In 1878, when Charles Fry responded to the need to protect the early Salvationists who were taking the gospel message to the streets of England, little did he realize the impact that his resourcefulness would have upon the international image of The Salvation Army. At the time, his actions seemed simple—he recognized a need, evaluated his resources and responded. While providing bodyguard services to the preachers, Fry and his three sons took along their brass instruments, thus forming the first Salvation Army brass band. So began Salvation Army music making, designed to attract (and quell) a crowd and to provide support to the message of salvation.

In 2005—almost 130 years after its beginning with Fry—that purpose is still strong in Army music making. The Hendon Corps Band, from a suburb of North London, England, is a stellar example of excellence in music and message. During Easter week, the Western Territory hosted the Hendon Band, led by Bandmaster Stephen Cobb.

Following in the footsteps of his grandfather and father, Cobb became bandmaster in 1978 and is known throughout the brass band world for his commitment to leadership and excellence in training. Continuing the tradition of the Fry family, Cobb is joined in the band by his brother, two sons and nephews.

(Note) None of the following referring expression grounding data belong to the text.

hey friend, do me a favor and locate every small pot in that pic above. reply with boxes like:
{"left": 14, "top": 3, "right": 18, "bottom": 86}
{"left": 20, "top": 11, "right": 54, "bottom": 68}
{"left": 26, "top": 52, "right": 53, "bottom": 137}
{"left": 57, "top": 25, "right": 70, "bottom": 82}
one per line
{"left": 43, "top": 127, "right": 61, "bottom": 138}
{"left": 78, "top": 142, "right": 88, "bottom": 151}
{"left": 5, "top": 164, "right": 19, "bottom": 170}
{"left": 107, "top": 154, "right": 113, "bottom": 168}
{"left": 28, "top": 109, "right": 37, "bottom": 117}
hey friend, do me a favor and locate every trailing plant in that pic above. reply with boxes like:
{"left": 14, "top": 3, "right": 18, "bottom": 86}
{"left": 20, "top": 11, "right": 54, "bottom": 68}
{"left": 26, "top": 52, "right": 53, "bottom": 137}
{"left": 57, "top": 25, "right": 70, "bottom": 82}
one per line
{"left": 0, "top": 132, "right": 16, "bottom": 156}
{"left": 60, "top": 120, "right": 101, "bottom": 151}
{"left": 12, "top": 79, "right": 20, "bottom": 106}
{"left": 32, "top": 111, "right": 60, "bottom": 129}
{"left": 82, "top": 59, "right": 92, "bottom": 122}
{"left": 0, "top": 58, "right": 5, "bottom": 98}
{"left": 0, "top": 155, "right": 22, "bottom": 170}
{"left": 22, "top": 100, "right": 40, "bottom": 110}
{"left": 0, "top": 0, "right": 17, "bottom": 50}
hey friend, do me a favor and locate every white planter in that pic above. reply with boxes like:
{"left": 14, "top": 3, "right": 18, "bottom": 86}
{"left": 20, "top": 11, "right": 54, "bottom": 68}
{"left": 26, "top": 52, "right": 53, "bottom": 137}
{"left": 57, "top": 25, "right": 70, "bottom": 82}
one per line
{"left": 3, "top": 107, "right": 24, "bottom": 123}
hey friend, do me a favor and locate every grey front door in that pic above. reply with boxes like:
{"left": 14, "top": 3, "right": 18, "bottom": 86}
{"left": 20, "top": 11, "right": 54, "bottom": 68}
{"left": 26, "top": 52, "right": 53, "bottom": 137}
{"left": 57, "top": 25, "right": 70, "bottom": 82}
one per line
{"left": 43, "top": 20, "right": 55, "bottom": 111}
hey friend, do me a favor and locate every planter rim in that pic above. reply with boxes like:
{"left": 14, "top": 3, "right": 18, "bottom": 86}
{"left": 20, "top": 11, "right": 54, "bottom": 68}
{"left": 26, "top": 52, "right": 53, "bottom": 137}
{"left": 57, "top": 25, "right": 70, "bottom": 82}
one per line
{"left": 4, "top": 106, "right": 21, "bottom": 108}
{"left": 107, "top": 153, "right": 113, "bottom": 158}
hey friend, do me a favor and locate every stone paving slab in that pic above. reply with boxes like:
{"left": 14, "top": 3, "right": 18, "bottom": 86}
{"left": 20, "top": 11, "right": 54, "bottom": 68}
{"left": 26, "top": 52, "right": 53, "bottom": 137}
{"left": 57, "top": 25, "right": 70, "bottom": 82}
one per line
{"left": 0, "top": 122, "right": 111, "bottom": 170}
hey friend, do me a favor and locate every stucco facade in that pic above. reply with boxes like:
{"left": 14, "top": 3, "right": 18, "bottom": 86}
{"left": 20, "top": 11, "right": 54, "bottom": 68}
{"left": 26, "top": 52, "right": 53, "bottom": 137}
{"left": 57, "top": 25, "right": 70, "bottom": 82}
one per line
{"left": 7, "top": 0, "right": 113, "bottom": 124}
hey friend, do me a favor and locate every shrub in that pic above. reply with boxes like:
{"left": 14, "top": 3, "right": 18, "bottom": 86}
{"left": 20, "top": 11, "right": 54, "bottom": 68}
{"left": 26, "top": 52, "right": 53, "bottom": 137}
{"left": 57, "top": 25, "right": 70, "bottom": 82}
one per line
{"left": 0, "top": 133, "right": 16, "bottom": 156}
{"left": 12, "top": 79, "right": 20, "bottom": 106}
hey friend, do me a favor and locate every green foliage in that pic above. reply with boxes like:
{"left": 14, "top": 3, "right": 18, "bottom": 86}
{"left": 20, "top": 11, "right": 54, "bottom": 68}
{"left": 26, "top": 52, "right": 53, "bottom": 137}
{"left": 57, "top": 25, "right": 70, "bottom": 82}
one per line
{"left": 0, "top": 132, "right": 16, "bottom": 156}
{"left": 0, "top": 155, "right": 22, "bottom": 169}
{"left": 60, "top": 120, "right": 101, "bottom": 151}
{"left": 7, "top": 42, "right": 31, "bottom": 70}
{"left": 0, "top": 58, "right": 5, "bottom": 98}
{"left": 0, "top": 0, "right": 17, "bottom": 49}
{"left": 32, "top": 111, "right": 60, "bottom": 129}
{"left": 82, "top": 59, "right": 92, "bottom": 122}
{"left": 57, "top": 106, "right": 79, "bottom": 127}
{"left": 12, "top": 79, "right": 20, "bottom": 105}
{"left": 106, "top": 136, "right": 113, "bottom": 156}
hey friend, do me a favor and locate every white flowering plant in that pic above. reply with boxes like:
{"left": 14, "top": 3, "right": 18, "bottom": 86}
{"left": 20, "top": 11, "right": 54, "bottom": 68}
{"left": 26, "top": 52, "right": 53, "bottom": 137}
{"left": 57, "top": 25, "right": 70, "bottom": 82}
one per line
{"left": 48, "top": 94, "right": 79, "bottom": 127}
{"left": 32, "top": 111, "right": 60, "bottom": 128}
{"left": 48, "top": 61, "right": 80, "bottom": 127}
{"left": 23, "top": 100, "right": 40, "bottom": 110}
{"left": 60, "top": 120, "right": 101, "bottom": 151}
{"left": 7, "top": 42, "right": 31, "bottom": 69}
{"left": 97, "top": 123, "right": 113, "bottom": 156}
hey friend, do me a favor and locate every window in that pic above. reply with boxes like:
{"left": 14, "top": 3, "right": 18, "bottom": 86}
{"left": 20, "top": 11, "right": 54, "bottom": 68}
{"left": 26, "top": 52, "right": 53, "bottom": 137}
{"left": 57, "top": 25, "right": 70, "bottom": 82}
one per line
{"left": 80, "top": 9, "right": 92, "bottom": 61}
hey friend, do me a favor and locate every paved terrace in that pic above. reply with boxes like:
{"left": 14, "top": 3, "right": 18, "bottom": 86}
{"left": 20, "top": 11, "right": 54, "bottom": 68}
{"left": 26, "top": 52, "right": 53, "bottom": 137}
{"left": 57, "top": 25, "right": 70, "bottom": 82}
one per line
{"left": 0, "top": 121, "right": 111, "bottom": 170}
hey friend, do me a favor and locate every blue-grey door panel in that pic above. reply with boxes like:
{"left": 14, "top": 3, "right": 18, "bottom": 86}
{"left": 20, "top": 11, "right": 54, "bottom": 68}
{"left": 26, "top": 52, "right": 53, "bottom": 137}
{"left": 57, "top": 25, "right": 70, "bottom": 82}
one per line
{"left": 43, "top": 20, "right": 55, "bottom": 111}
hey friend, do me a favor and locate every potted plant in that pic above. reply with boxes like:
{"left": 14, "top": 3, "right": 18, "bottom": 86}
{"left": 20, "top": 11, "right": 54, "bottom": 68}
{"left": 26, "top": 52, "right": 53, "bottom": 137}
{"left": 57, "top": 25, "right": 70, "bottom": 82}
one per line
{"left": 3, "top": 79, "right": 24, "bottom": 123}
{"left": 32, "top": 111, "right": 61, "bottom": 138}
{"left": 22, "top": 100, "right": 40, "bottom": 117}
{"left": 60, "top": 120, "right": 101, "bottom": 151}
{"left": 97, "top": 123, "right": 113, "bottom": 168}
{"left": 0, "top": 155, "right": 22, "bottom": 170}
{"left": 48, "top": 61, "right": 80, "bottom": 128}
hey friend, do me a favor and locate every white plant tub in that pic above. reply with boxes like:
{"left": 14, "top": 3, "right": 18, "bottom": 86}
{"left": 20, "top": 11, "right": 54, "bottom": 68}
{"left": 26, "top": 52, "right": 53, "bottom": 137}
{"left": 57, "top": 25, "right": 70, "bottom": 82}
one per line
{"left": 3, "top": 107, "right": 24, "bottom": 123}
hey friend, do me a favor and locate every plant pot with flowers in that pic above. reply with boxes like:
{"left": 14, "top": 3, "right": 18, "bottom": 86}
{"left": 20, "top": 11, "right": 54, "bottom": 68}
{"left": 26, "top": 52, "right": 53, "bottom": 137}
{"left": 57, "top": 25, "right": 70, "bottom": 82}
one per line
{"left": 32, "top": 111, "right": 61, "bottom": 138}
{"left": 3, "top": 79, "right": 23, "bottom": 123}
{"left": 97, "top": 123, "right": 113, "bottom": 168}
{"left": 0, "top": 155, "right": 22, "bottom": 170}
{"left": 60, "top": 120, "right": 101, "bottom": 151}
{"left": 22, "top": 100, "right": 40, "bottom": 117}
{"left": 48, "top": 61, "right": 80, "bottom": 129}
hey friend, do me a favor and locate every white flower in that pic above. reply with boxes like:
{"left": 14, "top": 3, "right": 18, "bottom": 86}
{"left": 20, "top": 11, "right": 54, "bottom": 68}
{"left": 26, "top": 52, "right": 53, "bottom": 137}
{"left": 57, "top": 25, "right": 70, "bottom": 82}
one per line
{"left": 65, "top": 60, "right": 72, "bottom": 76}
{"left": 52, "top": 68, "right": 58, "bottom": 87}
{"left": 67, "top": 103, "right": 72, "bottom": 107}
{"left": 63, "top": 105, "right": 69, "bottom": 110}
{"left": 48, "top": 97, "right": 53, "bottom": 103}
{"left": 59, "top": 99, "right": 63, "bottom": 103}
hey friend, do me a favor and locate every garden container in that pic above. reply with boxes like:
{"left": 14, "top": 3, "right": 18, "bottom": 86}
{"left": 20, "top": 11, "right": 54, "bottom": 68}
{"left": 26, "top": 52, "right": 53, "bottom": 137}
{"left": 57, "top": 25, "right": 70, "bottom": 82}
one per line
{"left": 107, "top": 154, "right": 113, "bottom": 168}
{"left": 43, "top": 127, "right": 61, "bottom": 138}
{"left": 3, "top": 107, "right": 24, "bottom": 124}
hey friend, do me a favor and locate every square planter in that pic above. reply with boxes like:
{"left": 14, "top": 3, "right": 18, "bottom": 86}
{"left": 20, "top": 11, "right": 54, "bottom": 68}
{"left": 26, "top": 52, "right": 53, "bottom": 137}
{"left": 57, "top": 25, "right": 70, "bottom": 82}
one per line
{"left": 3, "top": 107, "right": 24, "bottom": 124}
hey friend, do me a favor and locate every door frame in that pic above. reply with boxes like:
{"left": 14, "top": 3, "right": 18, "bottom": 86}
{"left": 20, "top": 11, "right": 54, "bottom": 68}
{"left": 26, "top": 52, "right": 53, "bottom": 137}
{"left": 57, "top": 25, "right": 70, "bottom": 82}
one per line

From its early days, the Hendon Band, formed in 1885, set a high standard of commitment to music ministry and corps life. The present band of 50 members looks back to its heritage for encouragement and inspiration while seeking new and innovative ways to communicate the gospel message. The Hendon Corps’ commitment to youth development is evident—this band has 25 people under the age of 25, bringing fresh dynamism to the ministry and showing positive hope for the future.